The Massachusetts Budget and Policy Center published an analysis Thursday finding that 40 other states lost a higher share of households with income above $200,000 between 2011 and 2020, including several states that impose no income tax at all.

Only Nebraska, South Dakota, Iowa, Louisiana, Alabama, Minnesota, Michigan, Texas and California had a lower rate of out-migration for high-income households than Massachusetts, according to the MassBudget report that’s based on a forthcoming Center on Budget and Policy Priorities review of IRS data.

Report author Kurt Wise said that trend indicates that policymakers should rethink the prospect of tax cuts for higher earners and instead focus on ways to support Bay Staters lower on the income ladder. “Only a very few high-income households move to avoid higher state taxes. Thus, tax cuts for the rich would be a costly and ineffective ‘solution’ to a problem Massachusetts does not have,” Wise, a senior policy analyst for MassBudget, wrote. “To the extent that Massachusetts faces challenges with population growth, the solutions lie in addressing the struggles of low- and middle-income households, both those currently living in Massachusetts and those that would like to move here.”

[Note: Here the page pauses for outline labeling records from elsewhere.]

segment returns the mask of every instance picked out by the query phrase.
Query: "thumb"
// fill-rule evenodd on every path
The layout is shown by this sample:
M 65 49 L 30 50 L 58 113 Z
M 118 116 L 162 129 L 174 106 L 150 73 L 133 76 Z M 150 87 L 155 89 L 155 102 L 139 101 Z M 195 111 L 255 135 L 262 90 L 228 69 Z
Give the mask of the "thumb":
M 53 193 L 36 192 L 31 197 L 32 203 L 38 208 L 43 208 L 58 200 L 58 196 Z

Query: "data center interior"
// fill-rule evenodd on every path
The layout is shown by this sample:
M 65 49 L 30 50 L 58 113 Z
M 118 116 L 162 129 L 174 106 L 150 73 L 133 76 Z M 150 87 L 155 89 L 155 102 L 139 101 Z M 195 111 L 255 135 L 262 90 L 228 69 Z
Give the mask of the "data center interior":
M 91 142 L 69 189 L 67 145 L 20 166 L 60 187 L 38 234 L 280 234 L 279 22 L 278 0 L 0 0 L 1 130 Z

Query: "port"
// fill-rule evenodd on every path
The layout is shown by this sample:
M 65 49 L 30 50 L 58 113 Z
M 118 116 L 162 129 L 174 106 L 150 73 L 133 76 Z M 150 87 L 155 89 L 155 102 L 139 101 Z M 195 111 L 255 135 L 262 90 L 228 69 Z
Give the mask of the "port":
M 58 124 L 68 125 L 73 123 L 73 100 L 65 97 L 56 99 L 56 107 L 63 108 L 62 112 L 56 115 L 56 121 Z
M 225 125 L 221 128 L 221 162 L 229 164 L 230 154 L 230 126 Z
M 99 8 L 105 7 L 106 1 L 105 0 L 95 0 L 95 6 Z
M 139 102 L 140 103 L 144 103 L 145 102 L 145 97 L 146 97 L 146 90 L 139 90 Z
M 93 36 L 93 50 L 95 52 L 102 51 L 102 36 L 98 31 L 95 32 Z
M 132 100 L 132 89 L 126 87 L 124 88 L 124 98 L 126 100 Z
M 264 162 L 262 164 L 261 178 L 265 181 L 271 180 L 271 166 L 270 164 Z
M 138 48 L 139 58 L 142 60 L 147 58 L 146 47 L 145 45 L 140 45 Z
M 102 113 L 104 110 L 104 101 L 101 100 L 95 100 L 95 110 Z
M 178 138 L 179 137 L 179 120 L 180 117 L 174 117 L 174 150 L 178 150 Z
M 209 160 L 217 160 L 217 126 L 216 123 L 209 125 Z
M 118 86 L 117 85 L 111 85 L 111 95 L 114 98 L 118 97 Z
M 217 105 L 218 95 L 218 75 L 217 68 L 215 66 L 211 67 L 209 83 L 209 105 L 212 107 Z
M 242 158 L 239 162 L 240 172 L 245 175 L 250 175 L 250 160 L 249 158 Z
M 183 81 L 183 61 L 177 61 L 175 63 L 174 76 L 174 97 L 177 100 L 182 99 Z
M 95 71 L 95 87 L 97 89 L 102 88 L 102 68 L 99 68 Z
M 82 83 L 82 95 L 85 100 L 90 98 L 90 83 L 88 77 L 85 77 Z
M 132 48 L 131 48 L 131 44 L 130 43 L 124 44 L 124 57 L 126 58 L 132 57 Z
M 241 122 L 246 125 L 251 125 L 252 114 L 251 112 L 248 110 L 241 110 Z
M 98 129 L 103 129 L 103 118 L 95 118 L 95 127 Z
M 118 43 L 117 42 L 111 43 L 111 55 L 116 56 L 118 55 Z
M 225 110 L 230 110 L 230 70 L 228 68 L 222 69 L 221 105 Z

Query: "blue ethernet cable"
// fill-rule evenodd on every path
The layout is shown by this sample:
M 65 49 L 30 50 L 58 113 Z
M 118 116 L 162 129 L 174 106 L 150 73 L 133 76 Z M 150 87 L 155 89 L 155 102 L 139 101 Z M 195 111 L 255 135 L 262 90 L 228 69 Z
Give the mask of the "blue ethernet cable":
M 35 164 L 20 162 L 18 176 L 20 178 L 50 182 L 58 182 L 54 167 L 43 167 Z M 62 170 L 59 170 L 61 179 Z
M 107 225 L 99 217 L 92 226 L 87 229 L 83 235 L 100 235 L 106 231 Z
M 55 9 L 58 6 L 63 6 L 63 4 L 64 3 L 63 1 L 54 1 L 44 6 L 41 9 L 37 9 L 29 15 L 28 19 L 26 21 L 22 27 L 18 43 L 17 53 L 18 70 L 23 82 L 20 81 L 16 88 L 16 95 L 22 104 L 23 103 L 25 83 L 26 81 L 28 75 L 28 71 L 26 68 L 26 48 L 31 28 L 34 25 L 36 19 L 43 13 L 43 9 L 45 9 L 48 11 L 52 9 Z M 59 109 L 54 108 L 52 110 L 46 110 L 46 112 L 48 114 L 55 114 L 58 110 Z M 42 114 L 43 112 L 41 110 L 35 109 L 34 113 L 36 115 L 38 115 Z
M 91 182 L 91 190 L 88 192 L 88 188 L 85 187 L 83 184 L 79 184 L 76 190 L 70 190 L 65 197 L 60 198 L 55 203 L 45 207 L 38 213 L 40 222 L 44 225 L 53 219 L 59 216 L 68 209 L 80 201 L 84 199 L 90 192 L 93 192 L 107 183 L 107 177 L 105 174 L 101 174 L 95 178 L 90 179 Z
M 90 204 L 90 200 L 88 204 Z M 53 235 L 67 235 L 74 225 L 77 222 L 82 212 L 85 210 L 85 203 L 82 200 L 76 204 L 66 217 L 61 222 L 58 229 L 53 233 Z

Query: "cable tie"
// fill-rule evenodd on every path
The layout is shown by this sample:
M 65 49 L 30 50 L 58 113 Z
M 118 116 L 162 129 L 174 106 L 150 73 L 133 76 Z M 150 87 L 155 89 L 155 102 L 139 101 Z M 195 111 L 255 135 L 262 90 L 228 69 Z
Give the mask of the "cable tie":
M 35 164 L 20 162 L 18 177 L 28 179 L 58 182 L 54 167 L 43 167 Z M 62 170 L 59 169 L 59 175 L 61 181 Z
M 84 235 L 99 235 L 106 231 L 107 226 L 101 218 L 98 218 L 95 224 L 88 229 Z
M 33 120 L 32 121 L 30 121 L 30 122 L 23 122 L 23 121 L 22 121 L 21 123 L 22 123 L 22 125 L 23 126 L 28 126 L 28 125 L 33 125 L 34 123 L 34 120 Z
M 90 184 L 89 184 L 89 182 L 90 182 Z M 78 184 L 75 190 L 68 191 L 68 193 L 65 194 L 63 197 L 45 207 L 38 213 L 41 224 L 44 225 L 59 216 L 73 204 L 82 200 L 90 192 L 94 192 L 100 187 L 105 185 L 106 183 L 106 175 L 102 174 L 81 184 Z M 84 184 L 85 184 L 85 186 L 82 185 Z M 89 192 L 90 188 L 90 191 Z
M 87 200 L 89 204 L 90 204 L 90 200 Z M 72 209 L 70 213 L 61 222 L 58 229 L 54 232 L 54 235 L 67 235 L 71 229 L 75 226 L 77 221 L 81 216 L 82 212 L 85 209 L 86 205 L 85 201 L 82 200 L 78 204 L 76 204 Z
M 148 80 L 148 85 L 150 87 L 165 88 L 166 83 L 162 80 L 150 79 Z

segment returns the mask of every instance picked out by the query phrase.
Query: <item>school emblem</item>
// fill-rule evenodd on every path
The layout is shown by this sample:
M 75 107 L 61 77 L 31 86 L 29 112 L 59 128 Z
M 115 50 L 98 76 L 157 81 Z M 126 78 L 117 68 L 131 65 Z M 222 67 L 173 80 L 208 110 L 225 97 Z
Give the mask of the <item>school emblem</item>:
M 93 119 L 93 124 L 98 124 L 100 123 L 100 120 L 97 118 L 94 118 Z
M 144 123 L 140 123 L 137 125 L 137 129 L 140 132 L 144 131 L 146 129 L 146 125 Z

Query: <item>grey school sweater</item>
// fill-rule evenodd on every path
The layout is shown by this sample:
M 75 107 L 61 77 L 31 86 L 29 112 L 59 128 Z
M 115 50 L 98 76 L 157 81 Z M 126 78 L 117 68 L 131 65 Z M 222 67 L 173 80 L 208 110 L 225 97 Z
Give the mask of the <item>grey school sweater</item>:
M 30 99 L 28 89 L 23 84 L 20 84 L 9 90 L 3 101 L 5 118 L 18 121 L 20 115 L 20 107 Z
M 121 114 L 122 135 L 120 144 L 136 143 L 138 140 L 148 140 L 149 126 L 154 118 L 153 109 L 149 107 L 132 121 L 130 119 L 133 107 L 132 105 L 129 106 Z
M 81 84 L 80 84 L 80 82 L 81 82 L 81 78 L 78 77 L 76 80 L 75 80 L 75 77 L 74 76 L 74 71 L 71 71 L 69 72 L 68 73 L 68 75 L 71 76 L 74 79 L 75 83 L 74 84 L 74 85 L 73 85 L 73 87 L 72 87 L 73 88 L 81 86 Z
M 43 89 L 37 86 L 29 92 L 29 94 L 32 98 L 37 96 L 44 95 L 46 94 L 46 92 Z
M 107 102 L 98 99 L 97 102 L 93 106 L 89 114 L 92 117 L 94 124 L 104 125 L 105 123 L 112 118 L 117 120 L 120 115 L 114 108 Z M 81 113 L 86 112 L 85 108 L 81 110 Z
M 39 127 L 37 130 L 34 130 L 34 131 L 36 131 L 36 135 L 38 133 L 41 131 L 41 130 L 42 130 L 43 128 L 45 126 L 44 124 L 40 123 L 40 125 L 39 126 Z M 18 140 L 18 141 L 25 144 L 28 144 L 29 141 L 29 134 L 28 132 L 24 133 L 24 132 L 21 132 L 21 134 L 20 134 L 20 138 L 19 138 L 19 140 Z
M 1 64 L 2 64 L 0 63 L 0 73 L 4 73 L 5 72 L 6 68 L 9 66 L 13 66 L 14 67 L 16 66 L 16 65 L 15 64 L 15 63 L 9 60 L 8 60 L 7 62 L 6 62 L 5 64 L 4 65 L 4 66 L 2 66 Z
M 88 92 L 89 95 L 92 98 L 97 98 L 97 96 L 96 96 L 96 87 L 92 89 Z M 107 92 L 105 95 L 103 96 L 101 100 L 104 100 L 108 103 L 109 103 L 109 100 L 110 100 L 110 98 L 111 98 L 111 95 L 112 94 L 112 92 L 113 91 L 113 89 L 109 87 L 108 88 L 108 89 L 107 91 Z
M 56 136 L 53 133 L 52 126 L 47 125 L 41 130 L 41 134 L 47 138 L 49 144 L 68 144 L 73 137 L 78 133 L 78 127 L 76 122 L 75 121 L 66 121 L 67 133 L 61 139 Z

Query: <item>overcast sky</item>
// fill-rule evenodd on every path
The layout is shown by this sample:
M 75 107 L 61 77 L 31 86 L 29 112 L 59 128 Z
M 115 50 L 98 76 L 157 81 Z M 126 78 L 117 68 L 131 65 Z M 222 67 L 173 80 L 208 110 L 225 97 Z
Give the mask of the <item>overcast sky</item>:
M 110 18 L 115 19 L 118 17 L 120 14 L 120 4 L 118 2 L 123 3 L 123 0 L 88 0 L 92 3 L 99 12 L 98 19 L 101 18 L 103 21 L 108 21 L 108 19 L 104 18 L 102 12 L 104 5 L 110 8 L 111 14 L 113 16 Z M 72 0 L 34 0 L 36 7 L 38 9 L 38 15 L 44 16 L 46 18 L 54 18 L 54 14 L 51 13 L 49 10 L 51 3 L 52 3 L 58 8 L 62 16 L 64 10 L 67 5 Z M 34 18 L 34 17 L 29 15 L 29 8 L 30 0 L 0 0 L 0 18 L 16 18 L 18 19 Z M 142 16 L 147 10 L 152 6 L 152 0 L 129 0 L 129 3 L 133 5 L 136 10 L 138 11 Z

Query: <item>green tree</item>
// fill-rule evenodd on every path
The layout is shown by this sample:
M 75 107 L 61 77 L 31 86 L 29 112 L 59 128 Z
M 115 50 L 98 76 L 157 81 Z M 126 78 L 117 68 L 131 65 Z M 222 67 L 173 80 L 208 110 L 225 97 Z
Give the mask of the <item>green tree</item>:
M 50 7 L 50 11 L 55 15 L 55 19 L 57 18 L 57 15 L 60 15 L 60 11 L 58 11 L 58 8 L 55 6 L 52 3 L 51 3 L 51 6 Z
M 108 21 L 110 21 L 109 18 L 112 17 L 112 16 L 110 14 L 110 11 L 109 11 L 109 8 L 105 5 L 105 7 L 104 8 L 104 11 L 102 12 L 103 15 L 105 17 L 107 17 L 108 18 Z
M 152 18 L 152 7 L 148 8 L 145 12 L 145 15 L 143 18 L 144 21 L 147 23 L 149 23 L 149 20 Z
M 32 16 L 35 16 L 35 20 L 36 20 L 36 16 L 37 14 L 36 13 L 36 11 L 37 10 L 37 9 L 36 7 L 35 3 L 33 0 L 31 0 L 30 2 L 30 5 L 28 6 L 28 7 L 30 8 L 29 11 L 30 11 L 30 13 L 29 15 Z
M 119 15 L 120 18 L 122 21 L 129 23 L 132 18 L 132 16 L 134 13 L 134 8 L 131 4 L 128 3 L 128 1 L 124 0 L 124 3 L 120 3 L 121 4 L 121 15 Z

The total population in Massachusetts shrunk by nearly 8,000 people between July 2021 and July 2022, driven in part by a net outflow of more than 57,000 people who relocated to other states. Policymakers described those statistics as worrying and view them as contributing to a labor shortage that continues to strain employers.

Gov. Maura Healey has proposed a nearly $1 billion tax relief and reform package that would combine breaks and credits for seniors, renters, caregivers and parents with business-backed changes to the estate and short-term capital gains taxes. House Democrats are expected to unveil their own plan next week.

The Tax Foundation ranked Massachusetts 46th on its business tax climate index, a drop from the mid-30s rank the Bay State previously held. “An important factor for many families in deciding where to live is affordability — especially for major expenses like housing, childcare, and education. Addressing these challenges will require sustained public investment in things like affordable housing, commuter rail service to new housing markets, affordable high-quality child care, and ready-access to debt-free higher education,” Wise wrote. “Large tax cuts for a few, very high-income and wealthy households will impede the Commonwealth’s ability to make these and other investments in our people and our overall competitiveness.”